"Masih milik Pak Haji Sobri, atau sudah berpindah tangan?" lanjut Karsa.
"Masih milik beliau, Mas. Putra sulungnya, Pak Doni yang mau kelola," jelas Kusni.
Setelah mendapat jawaban, Karsa pergi meninggalkan para pekerja. Ia tak habis pikir, apa yang Pakde Juman dan Haji Sobri lakukan. Padahal, sawah-sawah mereka terbilang produktif.
Karsa teringat peristiwa lima tahun lalu. Kala itu, petani desa tetangga menyesal menjual lahannya. Padahal, susah payah mengurus sertifikat bersama-sama. Malah mereka jual dengan harga rendah.
Pemicunya sederhana: anak-anaknya ingin dibelikan motor, modal pesta atau tergiur memiliki kendaraan pribadi. Akhirnya, saat ini mereka bekerja di sawah bekas miliknya hanya sebagai penggarap. Lah, sekarang malah lebih parah. Sawah dijual, dibuat bangunan.
Karsa menikmati secangkir kopi tubruk di teras rumah. Pagi yang cerah dengan bunyi burung bernyanyi, suara ibu-ibu tetangga yang bergosip di tukang sayur dan tawa anak-anak kecil bermain di halaman rumah.
Pak Lurah datang bersama seorang lelaki berpakaian kemeja hitam. Turun dari mobil hitam dan berjalan untuk menemui Karsa. Mereka membawa beberapa map di tangan masing-masing.

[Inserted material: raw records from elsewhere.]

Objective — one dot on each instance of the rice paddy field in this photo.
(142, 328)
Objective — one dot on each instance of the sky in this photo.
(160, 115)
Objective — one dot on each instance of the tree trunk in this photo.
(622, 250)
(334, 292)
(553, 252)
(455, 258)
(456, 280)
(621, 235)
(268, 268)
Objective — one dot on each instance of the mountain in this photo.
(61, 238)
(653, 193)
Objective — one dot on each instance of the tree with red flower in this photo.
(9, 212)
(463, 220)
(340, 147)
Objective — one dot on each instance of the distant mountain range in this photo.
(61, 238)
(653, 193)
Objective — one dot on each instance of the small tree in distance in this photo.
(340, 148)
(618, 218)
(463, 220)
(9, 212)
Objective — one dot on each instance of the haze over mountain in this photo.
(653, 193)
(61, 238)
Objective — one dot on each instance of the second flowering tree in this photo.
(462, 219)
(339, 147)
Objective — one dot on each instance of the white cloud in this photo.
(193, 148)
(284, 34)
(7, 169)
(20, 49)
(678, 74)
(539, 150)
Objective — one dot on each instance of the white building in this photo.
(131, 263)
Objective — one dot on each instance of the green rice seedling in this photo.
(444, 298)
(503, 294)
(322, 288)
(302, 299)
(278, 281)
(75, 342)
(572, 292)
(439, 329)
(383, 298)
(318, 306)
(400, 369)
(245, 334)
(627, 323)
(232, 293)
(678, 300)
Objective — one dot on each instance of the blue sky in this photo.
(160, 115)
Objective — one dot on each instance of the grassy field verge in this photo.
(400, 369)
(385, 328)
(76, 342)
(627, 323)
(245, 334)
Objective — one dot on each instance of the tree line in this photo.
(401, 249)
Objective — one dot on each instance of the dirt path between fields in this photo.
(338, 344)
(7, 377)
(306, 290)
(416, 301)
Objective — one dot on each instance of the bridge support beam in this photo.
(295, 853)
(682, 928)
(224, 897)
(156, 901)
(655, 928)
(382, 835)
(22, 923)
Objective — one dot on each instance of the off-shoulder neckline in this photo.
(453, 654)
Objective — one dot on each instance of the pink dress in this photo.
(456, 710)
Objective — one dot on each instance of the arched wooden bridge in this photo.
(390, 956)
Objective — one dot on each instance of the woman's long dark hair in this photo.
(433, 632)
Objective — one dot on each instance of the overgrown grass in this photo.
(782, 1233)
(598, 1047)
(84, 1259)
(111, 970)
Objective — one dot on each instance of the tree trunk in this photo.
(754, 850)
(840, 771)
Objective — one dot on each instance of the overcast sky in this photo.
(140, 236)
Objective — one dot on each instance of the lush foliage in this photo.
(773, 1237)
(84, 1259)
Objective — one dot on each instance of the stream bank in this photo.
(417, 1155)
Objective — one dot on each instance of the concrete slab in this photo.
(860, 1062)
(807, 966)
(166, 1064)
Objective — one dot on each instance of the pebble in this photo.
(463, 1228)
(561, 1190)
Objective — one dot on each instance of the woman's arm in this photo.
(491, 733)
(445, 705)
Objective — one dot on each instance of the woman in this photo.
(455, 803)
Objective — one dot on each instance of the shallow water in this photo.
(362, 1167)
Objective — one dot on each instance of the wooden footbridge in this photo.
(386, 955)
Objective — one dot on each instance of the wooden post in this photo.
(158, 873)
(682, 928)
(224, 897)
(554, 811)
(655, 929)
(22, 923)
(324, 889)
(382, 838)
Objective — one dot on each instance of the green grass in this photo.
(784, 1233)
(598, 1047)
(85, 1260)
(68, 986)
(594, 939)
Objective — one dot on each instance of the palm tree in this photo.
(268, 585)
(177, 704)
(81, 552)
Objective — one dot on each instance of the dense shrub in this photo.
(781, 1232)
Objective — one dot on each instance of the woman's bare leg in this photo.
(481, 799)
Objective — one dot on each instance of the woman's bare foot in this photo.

"Pagi, Mase. Wah, lagi ngopi nih," sapa Pak Lurah.
Karsa buru-buru membetulkan posisi duduk. Ia kaget, tak biasanya didatangi oleh pejabat pemerintahan. Karsa membersihkan bale bambu di teras dengan sapu lidi, dan mempersilakan Pak Lurah dan tamunya untuk duduk.
Terlihat obrolan serius antara Karsa, Pak Lurah dan tamunya. Dua jam lebih mereka bercengkrama. Hingga, Karsa menutup obrolan dengan permintaan maaf.
"Mohon maaf, Pak Lurah dan Pak Martin. Saya belum bisa ambil keputusan pagi ini. Jika sudah ada, tentu saya akan hadir ke balai desa," ucapnya.